There's nothing special about the Davenport formula. Of the starting 15 for the Panthers, nine are from Michigan, and five more are from other US states (Utah, Texas, Ohio, ad California). Only one starter is not from the USA and she, prop Kyla Rimpel, if from Ontario, Canada. Only one other from the entire gameday roster is from outside the USA, Brazilian Nicole Carvalho. So this is a team drawn largely from Davenport's home state. Five of the starters came from the excellent Spart-Rock girls program in the Wolverine State, including lock Charlotte Dauser who is one of the best freshmen at her position in the country.

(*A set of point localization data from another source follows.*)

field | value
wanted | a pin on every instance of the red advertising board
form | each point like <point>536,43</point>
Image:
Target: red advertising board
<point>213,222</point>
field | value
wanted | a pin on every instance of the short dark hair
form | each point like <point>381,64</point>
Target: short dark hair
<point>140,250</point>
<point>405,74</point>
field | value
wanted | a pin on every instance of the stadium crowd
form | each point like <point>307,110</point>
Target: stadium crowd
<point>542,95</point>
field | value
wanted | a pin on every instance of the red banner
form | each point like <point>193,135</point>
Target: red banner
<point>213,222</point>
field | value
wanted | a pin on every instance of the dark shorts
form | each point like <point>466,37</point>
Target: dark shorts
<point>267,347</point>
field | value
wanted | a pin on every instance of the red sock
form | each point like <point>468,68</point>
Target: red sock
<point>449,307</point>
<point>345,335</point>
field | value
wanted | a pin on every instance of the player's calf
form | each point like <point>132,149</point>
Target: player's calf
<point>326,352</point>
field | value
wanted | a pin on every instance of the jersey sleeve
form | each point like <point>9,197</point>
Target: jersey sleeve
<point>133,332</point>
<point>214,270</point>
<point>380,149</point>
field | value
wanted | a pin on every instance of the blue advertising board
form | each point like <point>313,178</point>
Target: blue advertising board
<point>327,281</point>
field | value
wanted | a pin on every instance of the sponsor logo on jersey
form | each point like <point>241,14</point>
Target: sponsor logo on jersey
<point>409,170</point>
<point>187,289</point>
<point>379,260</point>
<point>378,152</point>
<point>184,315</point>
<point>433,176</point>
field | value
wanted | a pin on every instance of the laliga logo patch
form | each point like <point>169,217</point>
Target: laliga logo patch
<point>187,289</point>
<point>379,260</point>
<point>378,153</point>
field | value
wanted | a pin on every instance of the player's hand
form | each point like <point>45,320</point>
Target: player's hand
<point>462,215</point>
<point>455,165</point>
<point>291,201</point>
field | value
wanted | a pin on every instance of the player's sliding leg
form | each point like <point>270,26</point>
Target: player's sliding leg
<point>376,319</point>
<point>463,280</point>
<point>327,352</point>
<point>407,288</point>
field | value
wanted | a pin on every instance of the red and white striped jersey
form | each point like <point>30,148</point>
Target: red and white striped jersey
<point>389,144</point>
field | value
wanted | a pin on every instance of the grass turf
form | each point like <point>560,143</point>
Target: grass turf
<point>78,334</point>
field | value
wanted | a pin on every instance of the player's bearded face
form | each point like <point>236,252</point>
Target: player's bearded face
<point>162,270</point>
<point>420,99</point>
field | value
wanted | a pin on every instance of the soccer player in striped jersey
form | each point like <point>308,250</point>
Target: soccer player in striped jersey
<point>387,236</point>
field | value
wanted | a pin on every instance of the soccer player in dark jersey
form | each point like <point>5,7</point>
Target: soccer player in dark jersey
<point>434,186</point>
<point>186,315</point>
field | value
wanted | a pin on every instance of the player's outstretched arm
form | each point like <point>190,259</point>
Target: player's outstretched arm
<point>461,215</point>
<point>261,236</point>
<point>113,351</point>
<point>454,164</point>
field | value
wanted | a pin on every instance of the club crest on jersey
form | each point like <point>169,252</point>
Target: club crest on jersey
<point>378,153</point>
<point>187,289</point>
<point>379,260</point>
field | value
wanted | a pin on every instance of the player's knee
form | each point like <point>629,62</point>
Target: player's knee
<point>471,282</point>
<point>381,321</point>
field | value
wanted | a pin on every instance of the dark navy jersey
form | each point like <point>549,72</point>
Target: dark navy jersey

Nine of the starting Panthers were freshmen.
So this was just the culmination of a brilliant team playing brilliantly. They went 8-0 over the season, including a 27-14 win over Lindenwood's JV team. They scored 76 points per game. Not including that Lindenwood game and counting only NIRA opponents, they averaged 83. The question circulated, then, about whether Davenport should be DI. Well, this isn't club-college rugby, where you can just announce you're DI and move up. NIRA divisions are based on the NCAA divisions the teams are in. That's why Queens (DII champs in 2022) moved up—not because they won DII, but because the school as a whole moved up to DI.
Yes some universities can be multi-divisional. Several colleges are DII or DIII in sports except for hockey, where they play in DI. Volleyball, skiing, and bowling also have a number of teams competing in DI from colleges that don't compete in DI in any other sport. So there is precedent —about 117 DII colleges play DI in at least one sport. But it does take some paperwork and some efforts within the athletic department. Given how young and how dominant Davenport is, they might well try to make that happen.